Dissociative Identity Disorder

Naomi Carr
Author: Naomi Carr Medical Reviewer: Morgan Blair Last updated:

Dissociative identity disorder, or DID, is a mental health condition that can occur as a result of severe childhood trauma. Symptoms of dissociative identity disorder include the presence of two or more distinct identities or personality states. These identities interfere with every life and may cause significant impairments in daily functioning. This disorder is typically treated by a mental health professional who specializes in DID.

What is dissociative identity disorder?

Dissociative identity disorder, also referred to as multiple personality disorder, is a psychiatric condition characterized by the presence of several identities, each functioning independently, with potentially differing personas, views, and mannerisms [1].
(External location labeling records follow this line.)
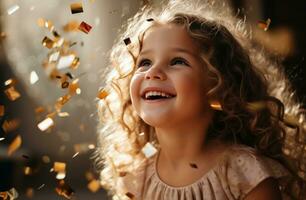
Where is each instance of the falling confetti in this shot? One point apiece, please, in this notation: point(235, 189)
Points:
point(2, 110)
point(12, 94)
point(14, 145)
point(76, 8)
point(149, 150)
point(102, 94)
point(63, 189)
point(33, 77)
point(127, 41)
point(46, 124)
point(12, 9)
point(216, 105)
point(84, 27)
point(264, 24)
point(93, 185)
point(193, 165)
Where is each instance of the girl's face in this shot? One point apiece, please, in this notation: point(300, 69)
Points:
point(170, 84)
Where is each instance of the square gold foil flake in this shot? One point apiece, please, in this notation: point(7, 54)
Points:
point(76, 8)
point(149, 150)
point(264, 25)
point(93, 186)
point(10, 125)
point(14, 145)
point(45, 124)
point(84, 27)
point(12, 94)
point(47, 42)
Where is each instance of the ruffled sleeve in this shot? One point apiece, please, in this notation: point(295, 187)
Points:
point(246, 169)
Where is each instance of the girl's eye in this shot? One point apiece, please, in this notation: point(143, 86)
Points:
point(179, 61)
point(144, 62)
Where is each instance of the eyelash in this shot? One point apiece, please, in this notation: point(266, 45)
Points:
point(141, 63)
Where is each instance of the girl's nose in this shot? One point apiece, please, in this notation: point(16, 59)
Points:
point(155, 73)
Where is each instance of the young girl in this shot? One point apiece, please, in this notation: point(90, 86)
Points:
point(195, 112)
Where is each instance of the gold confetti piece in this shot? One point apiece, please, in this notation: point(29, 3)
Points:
point(12, 9)
point(10, 125)
point(59, 166)
point(54, 56)
point(93, 185)
point(63, 114)
point(40, 22)
point(63, 189)
point(46, 159)
point(256, 106)
point(46, 124)
point(76, 154)
point(65, 84)
point(264, 24)
point(89, 176)
point(10, 82)
point(12, 94)
point(149, 150)
point(76, 8)
point(193, 165)
point(71, 26)
point(130, 195)
point(102, 94)
point(33, 77)
point(41, 186)
point(9, 195)
point(215, 105)
point(65, 61)
point(127, 41)
point(30, 192)
point(60, 175)
point(27, 171)
point(2, 110)
point(39, 109)
point(84, 27)
point(47, 42)
point(14, 145)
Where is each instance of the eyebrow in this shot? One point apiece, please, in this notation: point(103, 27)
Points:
point(177, 49)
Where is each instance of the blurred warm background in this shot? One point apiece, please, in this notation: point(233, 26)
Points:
point(34, 35)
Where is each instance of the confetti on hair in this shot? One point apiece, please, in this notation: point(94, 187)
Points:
point(33, 77)
point(94, 185)
point(84, 27)
point(193, 165)
point(102, 94)
point(13, 9)
point(130, 195)
point(14, 145)
point(149, 150)
point(127, 41)
point(264, 25)
point(12, 94)
point(76, 8)
point(215, 105)
point(2, 110)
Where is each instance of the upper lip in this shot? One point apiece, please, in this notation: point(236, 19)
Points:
point(157, 89)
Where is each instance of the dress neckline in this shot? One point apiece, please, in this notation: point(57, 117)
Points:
point(203, 177)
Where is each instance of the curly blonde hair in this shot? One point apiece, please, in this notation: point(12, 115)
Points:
point(258, 106)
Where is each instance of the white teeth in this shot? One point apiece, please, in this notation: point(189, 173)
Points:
point(155, 93)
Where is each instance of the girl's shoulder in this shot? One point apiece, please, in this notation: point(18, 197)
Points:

These identities are often referred to as alters or parts, each of whom is usually assigned their own name and may dress, behave, and think differently from one another [2]. The collective group of identities is often referred to as a system, with one as the main or host identity [3].

Someone with DID might switch identities regularly and may be fully aware of their condition and each individual identity, may be aware of some but not all identities, or may have no awareness of them at all, which can cause a great deal of distress and confusion [1][4].

DID is part of a spectrum of dissociative disorders, typically caused by traumatic experiences in childhood. DID happens when the brain responds to traumatic stress by dissociating as a defense mechanism [5]. Without the ability to process experiences of abuse and trauma, people retreat internally to escape from abusive situations, creating this dissociative state [6].

Often DID is diagnosed in adulthood, following several years of symptoms that may be missed or diagnosed as other conditions [5][7]. Historically it has been poorly understood, although more recent research into the condition has helped to improve understanding and allowed for developments in diagnosing and treating DID [8].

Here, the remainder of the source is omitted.